Ecumenical Reform or Total Disaster?

Ross reads Ruffini’s tea leaves and concludes:

Ruffini’s analysis implies that in the long run, McCain may need some version of the alliance with Huckabee that keeps being bandied about, because “to start racking up victory margins in the 40s … he’ll need to add votes from the Christian conservative base.” The difficulty, of course, is that this would create “an alliance of opposites — of pro-life and pro-choice, of liberal and conservative, of secular and evangelical” behind McCain’s candidacy. It would be a deeply peculiar state of affairs: You’d essentially have the party’s rightward and leftward factions uniting in a joint insurgency against the “movement” establishment. Handled with great finesse, it could work brilliantly, creating an ecumenical reform coalition within the party and delivering a much-needed jolt of creative destruction to the GOP. But John McCain isn’t exactly a finesse politician, and it’s just as easy to imagine it blowing up in his face.
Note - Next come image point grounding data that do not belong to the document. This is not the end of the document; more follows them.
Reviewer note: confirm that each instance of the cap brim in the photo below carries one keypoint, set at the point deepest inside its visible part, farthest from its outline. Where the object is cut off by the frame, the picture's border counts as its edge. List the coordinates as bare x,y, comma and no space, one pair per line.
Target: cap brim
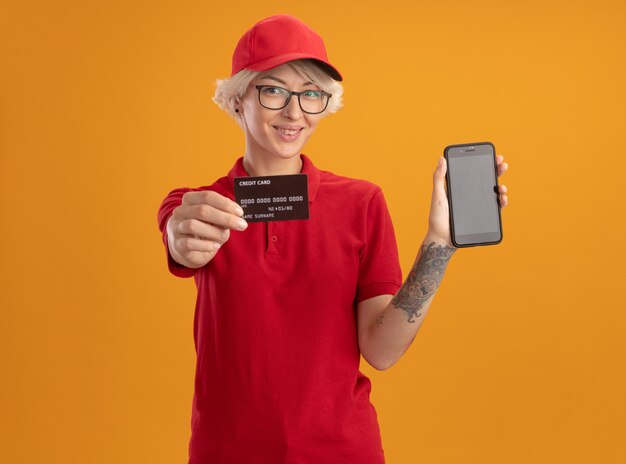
275,61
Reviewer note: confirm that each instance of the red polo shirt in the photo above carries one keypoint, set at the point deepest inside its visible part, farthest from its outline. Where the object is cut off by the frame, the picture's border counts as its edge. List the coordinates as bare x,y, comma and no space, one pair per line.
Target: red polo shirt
275,329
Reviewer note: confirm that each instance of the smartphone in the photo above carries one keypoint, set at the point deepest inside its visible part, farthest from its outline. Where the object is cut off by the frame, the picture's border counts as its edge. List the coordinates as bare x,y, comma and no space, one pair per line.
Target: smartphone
472,189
Here’s another peculiar state of affairs. Way back at the beginning, Mitt was the most credible/safe change candidate in the Republican field. Rudy was post-9/11 Bush squared, McCain was post-Iraq Bush squared. Even later, Fred Thompson offered roughly zero deviation from the administration inheritance, and Huckabee still remains the new and improved avatar of what Bush was supposed to have more successfully been. Yet the patriotic pressure of McCain and the evangelical pressure of Huckabee threatened to wipe out, as conditions in Iraq improved, the central logic of Mitt’s early campaign: that regular Republicans all around the country knew how badly Bush had blown it and wanted a major turnaround. They wanted a guy who could speak like an adult and could make the East Coast Corridor function correctly and who sat at the front of his class at Harvard Business School. They wanted him to look good and fly right, and Mitt had all those credentials, and it didn’t matter if he suddenly agreed to adopt conservative social policies because, as someone put it, everyone gets to change their mind once.

Unfortunately once was in like July. And here we are today, with the putative ‘establishment’ guy, Romney, looking more like the insurgent candidate. His core constituency — well-adjusted, regular Republicans, conservatives that want to dump Bushism and the formula that kept it going — is in disarray, led all too often by movement conservatives that hate Bush only to the extent that he’s made it somewhat more difficult to win another national election campaign. McCain’s and Huckabee’s core constituencies — Reagan Democrats who don’t do retreat and evangelicals sick of lip service — are pumped up. But uniting these forces is likely to create only a more intensified version of the Bush coalition, with more religiosity, more Iraq, more leniency for resident illegals, and so on. Some or all of these might be good outcomes, and to that extent the ecumencial rehabilitation of the Bush coalition would be cool, but with Romney Republicans most likely to straggle to the polls regardless to keep the Dems out of office, the election would turn once again on turnout. Another replay of 2000/2004, with virtually no change in either party’s practical platform? This recipe for ‘creative destruction’ could easily wind up serving us the opposite: the total disaster of business as usual.